2. Por si, antepossuidores e anteproprietários, há mais de 5, 10, 15, 20, 25, 30 anos, utilizam os autores o descrito bem imóvel, fazendo nele obras e melhoramentos, edificando construções nele, requerendo em seus nomes as licenças necessárias, pagando as contribuições e impostos, tudo à vista de toda a gente, sem a oposição de quem quer que seja, em tudo se comportando como donos, por todos sendo considerados como tal, na convicção de que exercem um direito próprio.
3. Em 8 de Dezembro de 2001, os autores acordaram mediante contrato escrito com o réu marido, pelo preço global de €46.787,24 (Esc.9.380.000$00), que o réu se obrigava a executar os trabalhos necessários para a conclusão da obra de pedreiro e trolha (incluindo mão de obra e todo o material para a obra de pedreiro e para as massas de trolha) que faltavam para concluir a construção de uma moradia, incluindo arranjos exteriores envolventes e respectivas estruturas (designadamente anexos, viveiros para aves, lago, etc.), de acordo com a discriminação constante do ANEXO A ao contrato de empreitada, obra essa sita no lugar da Penide, lote n° 4, freguesia de Areias S. Vicente, concelho de Barcelos, objecto do alvará de licença de construção nb240/99, de 05/03/99.
4. Nos termos da cláusula quinta, os trabalhos previstos no contrato deveriam estar concluídos até ao dia 30 de Julho de 2002, tendo ainda ficado estabelecida uma cláusula penal no caso de atraso na conclusão da obra no montante de €37,41 (Esc.7.500$00) por cada dia que ultrapassasse a data de conclusão da obra.
5. o réu deu por concluídos os trabalhos em 2 de Maio de 2003.
6. Os autores procederam ao pagamento do preço da empreitada aludida em 3.
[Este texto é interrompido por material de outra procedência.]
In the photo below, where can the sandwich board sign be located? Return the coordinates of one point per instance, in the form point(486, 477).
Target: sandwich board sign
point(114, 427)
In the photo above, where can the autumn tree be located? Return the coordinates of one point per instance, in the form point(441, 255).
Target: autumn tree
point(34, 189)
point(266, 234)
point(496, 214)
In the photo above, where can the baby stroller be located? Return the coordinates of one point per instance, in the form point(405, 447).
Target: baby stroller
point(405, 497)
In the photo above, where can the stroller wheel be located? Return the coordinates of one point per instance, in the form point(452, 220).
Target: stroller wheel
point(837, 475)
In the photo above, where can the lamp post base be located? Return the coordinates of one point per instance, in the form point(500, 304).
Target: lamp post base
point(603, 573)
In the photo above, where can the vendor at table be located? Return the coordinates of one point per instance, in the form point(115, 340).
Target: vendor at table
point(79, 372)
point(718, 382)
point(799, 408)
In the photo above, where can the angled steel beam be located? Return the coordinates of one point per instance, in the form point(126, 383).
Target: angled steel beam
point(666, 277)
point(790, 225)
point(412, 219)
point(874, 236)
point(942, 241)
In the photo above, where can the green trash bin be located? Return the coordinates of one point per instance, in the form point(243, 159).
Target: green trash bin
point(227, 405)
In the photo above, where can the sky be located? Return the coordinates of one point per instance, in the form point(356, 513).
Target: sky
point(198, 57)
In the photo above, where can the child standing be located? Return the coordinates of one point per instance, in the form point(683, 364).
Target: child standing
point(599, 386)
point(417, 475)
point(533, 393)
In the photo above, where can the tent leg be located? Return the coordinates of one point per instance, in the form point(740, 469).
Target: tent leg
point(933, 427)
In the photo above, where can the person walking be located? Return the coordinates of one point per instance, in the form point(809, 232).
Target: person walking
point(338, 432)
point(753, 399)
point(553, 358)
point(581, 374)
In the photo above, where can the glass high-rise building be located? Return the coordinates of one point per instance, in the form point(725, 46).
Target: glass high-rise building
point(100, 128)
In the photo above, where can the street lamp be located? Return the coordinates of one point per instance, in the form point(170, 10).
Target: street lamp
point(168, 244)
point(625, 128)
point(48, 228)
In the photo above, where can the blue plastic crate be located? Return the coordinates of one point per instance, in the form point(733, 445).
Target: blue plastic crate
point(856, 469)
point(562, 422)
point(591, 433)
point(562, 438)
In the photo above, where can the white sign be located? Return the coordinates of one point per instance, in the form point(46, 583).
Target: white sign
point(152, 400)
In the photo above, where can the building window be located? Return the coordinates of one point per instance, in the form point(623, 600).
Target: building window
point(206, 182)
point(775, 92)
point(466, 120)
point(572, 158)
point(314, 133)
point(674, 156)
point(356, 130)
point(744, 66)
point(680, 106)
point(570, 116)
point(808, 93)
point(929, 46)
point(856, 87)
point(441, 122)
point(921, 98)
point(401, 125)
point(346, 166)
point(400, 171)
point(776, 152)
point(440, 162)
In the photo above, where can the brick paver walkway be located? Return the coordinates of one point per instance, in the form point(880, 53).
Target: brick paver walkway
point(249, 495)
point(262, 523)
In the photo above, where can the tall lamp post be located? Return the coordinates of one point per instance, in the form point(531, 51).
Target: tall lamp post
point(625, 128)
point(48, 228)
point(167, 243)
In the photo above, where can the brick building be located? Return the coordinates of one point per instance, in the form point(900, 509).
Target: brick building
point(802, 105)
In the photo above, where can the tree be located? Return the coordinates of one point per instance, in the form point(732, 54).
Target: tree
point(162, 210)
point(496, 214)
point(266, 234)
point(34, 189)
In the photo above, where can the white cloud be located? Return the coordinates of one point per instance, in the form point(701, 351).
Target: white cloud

7. Os autores enviaram ao réu uma carta registada com aviso de recepção, a 26 de Julho de 2003, na qual lhe comunicaram que:
- O chão do lago não tem pendente para o tubo de esgoto da água e como o chão foi colocado depois de o tubo estar lá, o erro deve-se a quem efectuou o trabalho por não ter deixado a inclinação suficiente para que ao abrir-se o passador para despejar o lago a água saia toda, o que não acontece devido à inclinação ter ficado ao contrário;
- Falta rematar cantos das paredes dos anexos à volta das torneiras da água;
- Falta rematar no canil/viveiro os locais onde saem tubos de electricidade;
- Nas banheiras WC do andar e WC privativa a massa junto à parede está a estalar (colocar silicone);
- Na varanda à volta da casa a tijoleira está levantada e com juntas abertas originando infiltrações de água para debaixo da tijoleira;
- A massa está a estalar nas juntas das janelas, floreiras, rodapés e portas (colocar silicone);
- Escorre água no espelho da varanda em frente à cozinha do rés-do-chão (solucionar como sugeriu com bica em inox?)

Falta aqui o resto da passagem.